Recently, Hollywood has turned to the horror flick to rejuvenate flagging ticket sales. While the glut of guts has led to a lot of remakes and knockoffs, a few young filmmakers have risen to the challenge of fashioning fresh fare. Eli Roth is one such box-office reanimator. Spawning the hits Cabin Fever and Hostel, the Boston-born director splices social commentary into his gore while mischievously tinkering with genre convention. TVGuide.com invited Roth to discuss Hostel (out on DVD today) and share his thoughts about being tapped to direct the big-screen version of Stephen King's Cell.
TVGuide.com: Hostel is a harrowing tale of American college students abducted while backpacking in Europe. Did you ever do the backpacking thing?
Well, I was an exchange student in France while I was in high school, and during that time I did some backpacking.

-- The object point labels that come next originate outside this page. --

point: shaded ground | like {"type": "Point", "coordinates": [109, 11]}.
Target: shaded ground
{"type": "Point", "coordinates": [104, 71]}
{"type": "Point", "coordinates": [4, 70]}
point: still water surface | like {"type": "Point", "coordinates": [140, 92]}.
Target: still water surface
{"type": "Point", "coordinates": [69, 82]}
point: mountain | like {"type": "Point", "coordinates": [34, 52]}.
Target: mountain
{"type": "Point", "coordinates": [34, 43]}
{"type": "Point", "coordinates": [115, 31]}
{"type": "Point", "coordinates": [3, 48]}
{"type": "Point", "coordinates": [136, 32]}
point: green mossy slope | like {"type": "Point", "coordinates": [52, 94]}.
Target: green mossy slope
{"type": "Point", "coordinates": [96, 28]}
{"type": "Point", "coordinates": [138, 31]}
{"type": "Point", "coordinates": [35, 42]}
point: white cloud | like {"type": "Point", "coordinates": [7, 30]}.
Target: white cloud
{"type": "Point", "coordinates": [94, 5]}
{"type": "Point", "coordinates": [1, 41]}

But my producer, Chris Briggs, was the one who actually mentioned it as a movie idea. After Cabin Fever came out, Chris and his partner Mike Fleiss were like, "How would you like to do a movie set in the backpacking world?" I thought that was a great idea. I love how transient that world is. Then suddenly I saw this website for some place in Thailand where you could pay $10,000 to walk into a room and shoot someone in the head.
TVGuide.com: What, were you Googling when you came across that?
Actually, Harry Knowles from Ain't It Cool News showed it to me. It was like a murder vacation. We talked about it and we didn't know if it was just some bulls--- somebody made up, but I thought, "It doesn't matter if this is real. What matters is that somebody conceptualized this." They realized there's probably some rich guy out there who's so bored and numb that he would want to kill somebody just to know what it feels like. That struck me as very real.
TVGuide.com: A town outside the Slovakian capital of Bratislava is the setting for Hostel's carnage. Any worries about whether your film would impact tourism?
You know Texas Chainsaw Massacre didn't stop anyone from going to Texas. The truth of the matter is that most Americans don't even know that Slovakia exists. Most of the people I told that I was going to shoot in Prague said, "Uh-oh, Czechoslovakia. Better bring toilet paper." I was like, "It hasn't been Czechoslovakia for 15 years. It's two countries now." Nobody knows that. I think something like 12 percent of Americans have a passport. We played on that American ignorance of other countries in the movie.
TVGuide.com: Did you think the fall of communism made it more plausible that a Slovakian town would embrace the torture/murder industry?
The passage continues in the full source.